Write each chunk to file

ntime = 7
nbands = 40
nrows = 100
ncols = 100

# Keep in mind that `da.store` iterates over each chunk, whereas the geowombat parallel method only iterates over the row/column chunks
chunks = (7, 40, 50, 50)

src = xr.DataArray(data=da.random.random((ntime, nbands, nrows, ncols), chunks=chunks),
             coords={'time': range(1, ntime+1),
                     'band': range(1, nbands+1),
                     'y': range(1, nrows+1),
                     'x': range(1, ncols+1)},
             dims=('time', 'band', 'y', 'x'))
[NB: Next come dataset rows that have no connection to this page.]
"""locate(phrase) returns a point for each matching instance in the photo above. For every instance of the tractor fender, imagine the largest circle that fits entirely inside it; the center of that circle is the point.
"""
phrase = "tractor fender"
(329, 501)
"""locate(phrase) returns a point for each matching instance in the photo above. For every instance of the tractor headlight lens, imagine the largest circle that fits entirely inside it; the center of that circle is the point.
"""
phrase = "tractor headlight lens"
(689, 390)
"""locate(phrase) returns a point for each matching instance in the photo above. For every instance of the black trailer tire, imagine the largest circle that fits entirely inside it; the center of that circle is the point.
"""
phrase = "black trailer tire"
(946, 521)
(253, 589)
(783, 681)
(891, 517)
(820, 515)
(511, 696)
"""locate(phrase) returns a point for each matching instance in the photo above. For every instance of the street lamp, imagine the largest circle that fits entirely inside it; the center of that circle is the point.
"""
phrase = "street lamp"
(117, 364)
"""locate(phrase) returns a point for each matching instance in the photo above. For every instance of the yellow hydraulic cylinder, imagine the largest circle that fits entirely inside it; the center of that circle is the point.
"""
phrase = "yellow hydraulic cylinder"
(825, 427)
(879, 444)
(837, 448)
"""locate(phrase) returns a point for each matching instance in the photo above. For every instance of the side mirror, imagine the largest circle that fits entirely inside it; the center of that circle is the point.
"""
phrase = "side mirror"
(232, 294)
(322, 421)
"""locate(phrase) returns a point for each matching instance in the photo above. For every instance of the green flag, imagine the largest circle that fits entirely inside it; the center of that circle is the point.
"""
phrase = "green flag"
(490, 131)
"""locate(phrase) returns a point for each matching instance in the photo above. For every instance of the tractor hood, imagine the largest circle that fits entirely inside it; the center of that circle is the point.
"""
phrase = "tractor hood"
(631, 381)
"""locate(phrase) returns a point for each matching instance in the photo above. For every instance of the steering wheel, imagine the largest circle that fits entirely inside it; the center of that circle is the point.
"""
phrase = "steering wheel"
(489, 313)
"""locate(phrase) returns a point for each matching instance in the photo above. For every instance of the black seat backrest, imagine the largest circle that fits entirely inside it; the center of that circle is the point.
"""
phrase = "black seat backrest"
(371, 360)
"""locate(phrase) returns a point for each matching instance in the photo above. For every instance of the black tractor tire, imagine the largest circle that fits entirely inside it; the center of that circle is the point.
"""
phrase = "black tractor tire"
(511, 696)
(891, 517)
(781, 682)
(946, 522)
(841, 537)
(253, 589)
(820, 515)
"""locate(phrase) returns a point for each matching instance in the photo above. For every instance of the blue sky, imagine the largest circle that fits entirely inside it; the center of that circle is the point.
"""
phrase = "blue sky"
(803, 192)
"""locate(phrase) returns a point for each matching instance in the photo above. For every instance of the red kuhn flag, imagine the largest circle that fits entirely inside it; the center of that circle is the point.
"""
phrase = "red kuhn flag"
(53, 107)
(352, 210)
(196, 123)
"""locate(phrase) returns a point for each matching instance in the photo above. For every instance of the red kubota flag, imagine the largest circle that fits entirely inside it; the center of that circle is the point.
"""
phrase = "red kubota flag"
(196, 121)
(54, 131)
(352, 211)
# This could be used within a client context
with WriteDaskArray('test.parquet') as dst:

    res = da.store(src.data,
                   dst,
                   lock=False,
                   compute=False)

    res.compute()

from geowombat.

mmann1123 avatar mmann1123 commented on May 25, 2024

Sorry how are you applying user_func here to create da?

from geowombat.

jgrss avatar jgrss commented on May 25, 2024

When da.store is called with a dask.array passed as the first argument, WriteDaskArray sends each chunk to a worker. In def __setitem__(self, key, item), item is a numpy array. The numpy array is passed to the user function in item = user_func(item), where it is converted to a xarray.DataArray and transformed.

from geowombat.

mmann1123 avatar mmann1123 commented on May 25, 2024

Ok this is very interesting your WriteDaskArray is many orders of magnitude faster than the parallel task approach (1 sec per chunk vs 7 minutes. I just figured out how to retain the coords and band names (I think, would appreciate you looking it over to make sure you don't see any stupid mistakes). Note use of chunk to iterate across row chunks.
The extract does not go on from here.